Johnson stepped down from his post on July 23, 2017, and was immediately rumored as a possible challenger to Congressman Rick Allen (R-Augusta) in the 2018 midterms eventually deciding to run for the seat. He won the Democratic nomination but lost to Allen in the general election. During Johnson's tenure the Georgia NAACP filed 10 federal and state lawsuits addressing redistricting and voting rights. Johnson is credited with restoring the voting rights litigation prowess of NAACP in Georgia while attracting younger professionals and bridging the gaps in Georgia between millennial activists groups such as Black Lives Matter.

"Francys Johnson lent his talent, time and treasure to the Association at a critical time. I don't think we've seen the last of his leadership," said Derrick Johnson, newly appointed interim president and CEO.

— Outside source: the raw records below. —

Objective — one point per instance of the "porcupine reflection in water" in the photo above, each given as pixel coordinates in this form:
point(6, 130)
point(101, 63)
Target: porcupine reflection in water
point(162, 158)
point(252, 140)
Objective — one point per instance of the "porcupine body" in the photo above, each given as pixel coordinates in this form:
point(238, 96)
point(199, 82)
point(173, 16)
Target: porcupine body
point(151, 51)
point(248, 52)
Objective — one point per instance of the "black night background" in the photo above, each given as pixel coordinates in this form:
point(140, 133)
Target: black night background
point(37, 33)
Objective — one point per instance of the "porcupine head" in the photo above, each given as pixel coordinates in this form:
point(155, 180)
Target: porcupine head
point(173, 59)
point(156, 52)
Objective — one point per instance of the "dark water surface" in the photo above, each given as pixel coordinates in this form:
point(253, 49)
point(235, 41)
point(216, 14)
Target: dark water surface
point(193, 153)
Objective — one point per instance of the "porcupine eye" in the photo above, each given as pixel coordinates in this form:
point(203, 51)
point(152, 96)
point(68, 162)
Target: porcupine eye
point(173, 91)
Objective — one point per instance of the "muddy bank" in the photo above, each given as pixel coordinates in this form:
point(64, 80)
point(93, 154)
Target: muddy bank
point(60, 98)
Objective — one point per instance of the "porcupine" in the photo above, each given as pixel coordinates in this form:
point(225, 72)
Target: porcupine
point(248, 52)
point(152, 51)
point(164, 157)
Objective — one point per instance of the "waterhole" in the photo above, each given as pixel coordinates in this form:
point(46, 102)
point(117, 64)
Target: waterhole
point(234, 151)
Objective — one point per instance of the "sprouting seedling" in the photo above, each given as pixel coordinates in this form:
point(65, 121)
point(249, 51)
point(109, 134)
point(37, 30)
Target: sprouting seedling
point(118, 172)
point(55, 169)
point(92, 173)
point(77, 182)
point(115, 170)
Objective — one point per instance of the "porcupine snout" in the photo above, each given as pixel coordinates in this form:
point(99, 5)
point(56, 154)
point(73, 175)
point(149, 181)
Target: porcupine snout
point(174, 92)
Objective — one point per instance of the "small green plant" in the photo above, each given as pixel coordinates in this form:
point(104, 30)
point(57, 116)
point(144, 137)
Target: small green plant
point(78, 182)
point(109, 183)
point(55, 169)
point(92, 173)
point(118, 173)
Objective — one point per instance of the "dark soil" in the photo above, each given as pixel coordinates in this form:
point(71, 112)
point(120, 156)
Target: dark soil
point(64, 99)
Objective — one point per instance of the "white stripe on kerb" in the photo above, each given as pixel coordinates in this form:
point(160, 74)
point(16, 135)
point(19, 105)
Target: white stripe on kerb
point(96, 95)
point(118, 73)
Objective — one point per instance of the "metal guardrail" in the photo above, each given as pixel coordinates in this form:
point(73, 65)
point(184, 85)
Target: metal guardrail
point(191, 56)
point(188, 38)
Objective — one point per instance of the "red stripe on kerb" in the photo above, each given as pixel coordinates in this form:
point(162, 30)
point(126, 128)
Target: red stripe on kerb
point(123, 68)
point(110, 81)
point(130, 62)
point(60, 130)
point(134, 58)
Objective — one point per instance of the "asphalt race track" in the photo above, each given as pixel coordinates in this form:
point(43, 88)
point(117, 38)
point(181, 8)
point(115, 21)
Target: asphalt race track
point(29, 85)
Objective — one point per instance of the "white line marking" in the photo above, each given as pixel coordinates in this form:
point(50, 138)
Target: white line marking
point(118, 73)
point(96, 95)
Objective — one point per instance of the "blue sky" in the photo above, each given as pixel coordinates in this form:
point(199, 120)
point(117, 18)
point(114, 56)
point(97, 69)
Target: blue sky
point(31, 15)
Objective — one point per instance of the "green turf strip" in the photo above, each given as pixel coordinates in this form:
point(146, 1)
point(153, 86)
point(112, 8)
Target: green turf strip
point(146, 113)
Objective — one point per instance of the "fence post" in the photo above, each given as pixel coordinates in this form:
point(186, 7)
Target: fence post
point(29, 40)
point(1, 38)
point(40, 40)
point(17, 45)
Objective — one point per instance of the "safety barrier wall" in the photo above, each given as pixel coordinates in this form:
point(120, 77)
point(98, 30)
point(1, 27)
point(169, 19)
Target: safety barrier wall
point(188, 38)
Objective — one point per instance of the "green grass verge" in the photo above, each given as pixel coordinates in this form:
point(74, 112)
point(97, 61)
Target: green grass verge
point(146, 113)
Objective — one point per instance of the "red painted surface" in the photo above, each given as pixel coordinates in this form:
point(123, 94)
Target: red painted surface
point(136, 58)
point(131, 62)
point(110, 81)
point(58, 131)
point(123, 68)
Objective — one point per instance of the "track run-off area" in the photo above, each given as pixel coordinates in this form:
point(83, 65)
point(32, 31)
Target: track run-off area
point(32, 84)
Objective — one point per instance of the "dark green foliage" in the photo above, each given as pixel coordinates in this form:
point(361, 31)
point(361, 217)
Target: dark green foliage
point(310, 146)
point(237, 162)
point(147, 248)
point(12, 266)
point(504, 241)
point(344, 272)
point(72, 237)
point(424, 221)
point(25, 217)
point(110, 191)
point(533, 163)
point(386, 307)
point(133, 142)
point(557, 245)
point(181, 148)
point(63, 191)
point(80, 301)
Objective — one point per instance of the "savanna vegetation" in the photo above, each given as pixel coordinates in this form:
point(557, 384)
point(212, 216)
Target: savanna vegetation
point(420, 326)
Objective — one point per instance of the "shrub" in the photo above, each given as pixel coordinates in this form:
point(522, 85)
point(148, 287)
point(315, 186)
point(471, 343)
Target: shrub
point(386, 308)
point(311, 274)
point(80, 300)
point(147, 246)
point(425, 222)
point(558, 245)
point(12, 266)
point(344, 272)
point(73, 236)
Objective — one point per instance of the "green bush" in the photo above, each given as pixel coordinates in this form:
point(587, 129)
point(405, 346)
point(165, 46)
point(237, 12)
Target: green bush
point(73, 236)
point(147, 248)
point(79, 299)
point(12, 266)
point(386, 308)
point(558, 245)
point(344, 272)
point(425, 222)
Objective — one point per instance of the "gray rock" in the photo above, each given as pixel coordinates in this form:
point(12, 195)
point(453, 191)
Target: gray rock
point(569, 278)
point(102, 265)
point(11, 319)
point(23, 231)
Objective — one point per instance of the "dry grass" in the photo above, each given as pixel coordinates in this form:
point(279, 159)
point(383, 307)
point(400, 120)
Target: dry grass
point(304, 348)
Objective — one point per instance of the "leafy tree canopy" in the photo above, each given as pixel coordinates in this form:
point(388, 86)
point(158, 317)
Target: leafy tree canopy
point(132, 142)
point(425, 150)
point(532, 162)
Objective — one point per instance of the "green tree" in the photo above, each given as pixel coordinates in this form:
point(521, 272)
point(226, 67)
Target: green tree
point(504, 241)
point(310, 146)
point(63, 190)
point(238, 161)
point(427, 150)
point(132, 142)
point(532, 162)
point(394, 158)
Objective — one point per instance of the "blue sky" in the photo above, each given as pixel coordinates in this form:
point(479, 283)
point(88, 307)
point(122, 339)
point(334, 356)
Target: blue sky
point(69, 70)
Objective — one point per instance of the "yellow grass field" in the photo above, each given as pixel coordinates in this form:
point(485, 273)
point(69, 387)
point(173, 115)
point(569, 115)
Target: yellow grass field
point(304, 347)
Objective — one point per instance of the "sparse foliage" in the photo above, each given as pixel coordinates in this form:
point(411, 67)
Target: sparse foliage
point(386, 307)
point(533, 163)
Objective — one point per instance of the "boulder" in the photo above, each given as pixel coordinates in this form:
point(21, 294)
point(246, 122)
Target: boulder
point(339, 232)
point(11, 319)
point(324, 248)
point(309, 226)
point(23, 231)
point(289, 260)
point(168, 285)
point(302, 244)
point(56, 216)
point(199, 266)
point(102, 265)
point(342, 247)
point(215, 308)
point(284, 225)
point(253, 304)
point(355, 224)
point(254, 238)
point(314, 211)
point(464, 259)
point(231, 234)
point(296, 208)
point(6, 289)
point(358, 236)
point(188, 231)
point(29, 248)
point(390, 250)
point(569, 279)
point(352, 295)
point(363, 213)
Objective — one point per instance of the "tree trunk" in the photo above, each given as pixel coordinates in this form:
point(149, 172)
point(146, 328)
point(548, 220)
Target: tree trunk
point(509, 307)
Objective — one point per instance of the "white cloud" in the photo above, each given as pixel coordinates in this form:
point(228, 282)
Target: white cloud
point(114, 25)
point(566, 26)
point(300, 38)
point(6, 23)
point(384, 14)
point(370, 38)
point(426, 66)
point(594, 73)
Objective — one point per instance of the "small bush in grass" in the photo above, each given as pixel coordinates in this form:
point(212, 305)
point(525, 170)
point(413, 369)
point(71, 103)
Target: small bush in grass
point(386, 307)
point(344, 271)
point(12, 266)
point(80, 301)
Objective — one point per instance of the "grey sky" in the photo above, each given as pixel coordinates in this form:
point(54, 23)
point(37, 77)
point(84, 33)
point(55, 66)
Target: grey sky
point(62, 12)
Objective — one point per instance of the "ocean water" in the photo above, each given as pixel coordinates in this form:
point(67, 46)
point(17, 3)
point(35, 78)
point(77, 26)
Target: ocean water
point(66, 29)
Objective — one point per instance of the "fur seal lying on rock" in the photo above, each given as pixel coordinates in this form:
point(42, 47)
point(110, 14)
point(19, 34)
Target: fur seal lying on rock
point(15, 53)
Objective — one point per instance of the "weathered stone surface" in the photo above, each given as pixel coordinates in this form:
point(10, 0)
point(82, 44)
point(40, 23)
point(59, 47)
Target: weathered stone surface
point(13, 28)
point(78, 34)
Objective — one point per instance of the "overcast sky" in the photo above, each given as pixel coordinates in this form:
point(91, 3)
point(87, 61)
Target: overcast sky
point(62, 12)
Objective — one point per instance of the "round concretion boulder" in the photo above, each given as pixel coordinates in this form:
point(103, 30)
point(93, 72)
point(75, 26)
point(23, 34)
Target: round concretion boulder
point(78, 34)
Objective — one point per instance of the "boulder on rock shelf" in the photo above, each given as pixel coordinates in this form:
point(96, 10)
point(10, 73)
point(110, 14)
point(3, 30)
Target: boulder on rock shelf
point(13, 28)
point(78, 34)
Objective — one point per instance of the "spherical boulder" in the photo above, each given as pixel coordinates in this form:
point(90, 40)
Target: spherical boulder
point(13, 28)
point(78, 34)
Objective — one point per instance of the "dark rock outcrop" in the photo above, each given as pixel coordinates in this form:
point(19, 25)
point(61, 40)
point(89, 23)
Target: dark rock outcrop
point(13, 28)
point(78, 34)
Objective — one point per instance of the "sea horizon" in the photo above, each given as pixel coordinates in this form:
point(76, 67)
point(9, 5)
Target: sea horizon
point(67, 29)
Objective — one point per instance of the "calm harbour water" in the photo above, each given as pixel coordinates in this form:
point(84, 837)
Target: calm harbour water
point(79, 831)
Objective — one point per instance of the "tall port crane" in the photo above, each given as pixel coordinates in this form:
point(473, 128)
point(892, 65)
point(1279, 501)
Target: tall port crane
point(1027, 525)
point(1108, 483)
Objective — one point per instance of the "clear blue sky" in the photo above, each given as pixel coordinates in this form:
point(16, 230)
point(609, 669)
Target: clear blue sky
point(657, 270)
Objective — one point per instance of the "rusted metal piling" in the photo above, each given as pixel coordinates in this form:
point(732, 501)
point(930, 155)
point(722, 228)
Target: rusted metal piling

"He was as comfortable leading the powerful demonstrations across Georgia in response to police-involved deaths of citizens and the Atlanta March for Women and Social Justice, the largest protest march in Georgia history at 63,000 protesters, as he was giving an argument in court or sermon in the pulpit," said the Rev. Raphael Warnock of Ebenezer Baptist Church. "That takes a rare combination of talents."

Johnson was named to succeed Stacey Abrams and Raphael Warnock as head of the New Georgia Project, a transformational civic engagement organization responsible for defeating voter suppression and advancing progressive values in the public policy.

==Religious leader==
Johnson became an ordained minister in the Baptist Church in the late 1990s. He is the ninth pastor of Mount Moriah Baptist Church in Pembroke, Georgia and the thirteenth pastor Magnolia Missionary Baptist Church of Statesboro, Georgia. Before becoming director of the Southeast Region of the NAACP, he had been named an "Emerging Leader" by the National Religious Leadership Summit.

==Marriage and family==
Johnson married Meca Renee Williams, Ph.D. They have three sons together, Thurgood Joshua Johnson, Langston Hughes Elijah Johnson, and Frederick Douglass Caleb Johnson.

==Legacy and honors==
Johnson was inducted into the John F. Nolen Jr. Hall of Leaders for Excellence in Service & Leadership at Georgia Southern University. Johnson was employed by the American Heart and Stroke Association as the vice president of Cultural Health Initiatives. While there, Johnson worked to develop strategies to overcome racial, ethnic and gender health disparities and to strengthen diversity within the organization's operations.

Johnson has lectured and written on the subject of race, measuring equity, and understanding the power of public policy. He has served on the Political Science and Criminal Justice faculties at Georgia Southern University and Savannah State University.